Improving your lactate threshold is pretty straightforward: You train at or slightly above your lactate threshold. In the training schedule, I call this speed your LT (lactate threshold) pace. Training at your LT pace pushes back the point at which lactate accumulates, allowing you to maintain a faster pace for these mid-range races. How do you know what this pace is for you? If you already race in 15K to half-marathons, your race pace for those races is your LT pace. If you haven’t raced much, you can still approximate what your LT pace is. If you’ve run a 10K, your LT pace will be about 20 seconds slower per mile than your 10K race pace. If you’ve only run a 5K, your LT pace is probably around 30 seconds slower per mile than your 5K race pace is, but you should go run a 10K first anyway before trying to race a 15K to half-marathon.
Regardless of what pace you choose to shoot for, keep this guideline in mind: Your effort during LT workouts should feel “comfortably hard.” You should feel as though you’re working at a high level that you can sustain. If you were to increase your pace by 10 seconds or more per mile, you would have to slow within a few minutes.
It’s important to run as close to the right pace for as much of your LT workouts as possible. Remember what I told you in the last chapter about training to improve your VO2 max:
The biggest gains come from doing the workout in that small window where you’re most stressing the systems that you want to improve.

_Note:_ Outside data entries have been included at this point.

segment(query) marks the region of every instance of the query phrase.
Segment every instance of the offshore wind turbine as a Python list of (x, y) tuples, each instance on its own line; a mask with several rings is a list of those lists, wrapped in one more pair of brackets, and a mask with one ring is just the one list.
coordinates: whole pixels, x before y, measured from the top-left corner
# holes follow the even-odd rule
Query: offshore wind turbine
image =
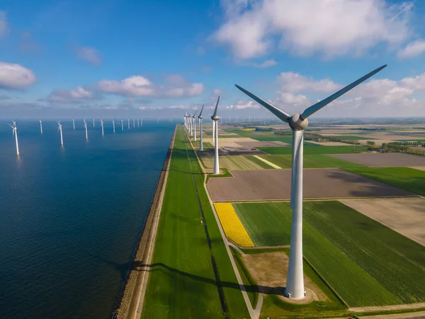
[(13, 121), (13, 125), (8, 125), (12, 128), (12, 138), (15, 137), (15, 143), (16, 144), (16, 156), (19, 156), (19, 144), (18, 143), (18, 128), (16, 128), (16, 121)]
[(85, 118), (84, 118), (84, 128), (86, 129), (86, 140), (89, 140), (89, 134), (87, 133), (87, 123), (86, 123)]
[(200, 109), (200, 113), (199, 113), (199, 116), (198, 116), (198, 118), (199, 118), (199, 150), (200, 151), (203, 150), (203, 142), (202, 142), (202, 119), (203, 118), (203, 116), (202, 116), (203, 111), (203, 105), (202, 106), (202, 108)]
[(64, 137), (62, 133), (62, 124), (60, 123), (60, 120), (57, 121), (57, 125), (59, 125), (57, 128), (57, 131), (60, 132), (60, 145), (64, 145)]
[(380, 72), (387, 65), (368, 73), (366, 75), (354, 81), (344, 89), (340, 89), (327, 98), (313, 104), (304, 110), (302, 114), (295, 113), (292, 116), (249, 92), (241, 86), (236, 85), (239, 90), (261, 104), (279, 119), (289, 124), (293, 130), (293, 153), (292, 173), (290, 187), (290, 208), (293, 211), (292, 226), (290, 233), (290, 250), (289, 252), (289, 264), (286, 279), (286, 296), (300, 299), (305, 296), (304, 290), (304, 276), (302, 272), (302, 157), (303, 157), (303, 135), (304, 130), (308, 125), (307, 118), (317, 112), (322, 108), (338, 99), (341, 95), (356, 87), (375, 74)]
[(220, 120), (220, 116), (217, 115), (217, 108), (218, 107), (218, 101), (220, 101), (220, 95), (218, 96), (218, 99), (217, 99), (217, 104), (215, 104), (215, 109), (214, 110), (214, 114), (211, 116), (211, 120), (212, 120), (214, 127), (214, 130), (215, 130), (215, 138), (214, 140), (214, 174), (217, 175), (220, 174), (220, 165), (218, 164), (218, 120)]
[(195, 112), (195, 114), (193, 114), (193, 116), (191, 118), (192, 122), (193, 123), (193, 140), (196, 142), (196, 113), (198, 113), (198, 111), (196, 111), (196, 112)]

When you do LT workouts, you’ll probably think in the first mile that you should be going faster. After all, you’re not all that much out of breath. Stick to your pace. The point of the workout is to run it all at your LT pace. That’s different than starting out too fast, and then slowing in the second half of your LT workout. In that case, you might average the right pace for the whole workout, but never run any part of it at the right intensity. That kind of workout won’t improve your LT as much.
The classic workout to improve your lactate threshold is the tempo run, a continuous run of 20 to 40 minutes at LT pace. An example of a tempo run workout is a two-mile warm-up, a four-mile run at your LT pace, and a short cool-down jog. You can also do LT intervals. In these workouts, you do two or three intervals of a fairly long distance at LT pace, jog easily for 25 to 50 percent of the duration of the interval, and then repeat the sequence. For example, after warming up, you would run two miles at your LT pace, jog for five minutes, run two miles at your LT pace, and then do a cool-down jog.
In the training schedule, I start you with LT intervals to get you used to the workouts and to help you learn what your LT pace feels like. Once you’re familiar with your LT pace, I have you do tempo runs. Tempo runs are better because you become more accustomed to concentrating for an extended period while you’re running hard. This kind of training helps you mentally in your races.
At first, you should do LT workouts on the track or other accurately measured courses so that you have a way of checking your pace. After a few LT workouts you should have a feel for the pace. Studies have shown that most runners can accurately produce that “comfortably hard” level of effort on their own once they have learned it. This frees you to do your LT workouts on the roads or trails. Doing a five-mile tempo run on the track can get pretty boring, after all. Doing some of your LT workouts away from the track is an especially good idea if you’ll be running a hilly race because you’ll be more used to running LT pace over a variety of terrain.
Not many runners know about these workouts. They think that to run a faster halfmarathon, they should work on their speed, so they run 800-meter intervals. This type of workout does make them faster, but it doesn’t do much for their ability to sustain a pretty hard pace for more than an hour.
Those who do talk about doing tempo training throw around the words pretty haphazardly. They’ll say they’re doing an “uptempo run,” when all they mean is that they’re going to go a little harder than usual for a few miles in the middle of a run. Or they’ll go out and run a hard 10 miles and say that’s their tempo run for the week. They can call it whatever they want, but these aren’t really tempo runs. Unlike you, they don’t know why they should do these 20- to 40-minute runs at a precise pace.
Because those were workouts that I think all runners should do some version of. LT workouts are only necessary if you’re going to be doing races of 15K or longer.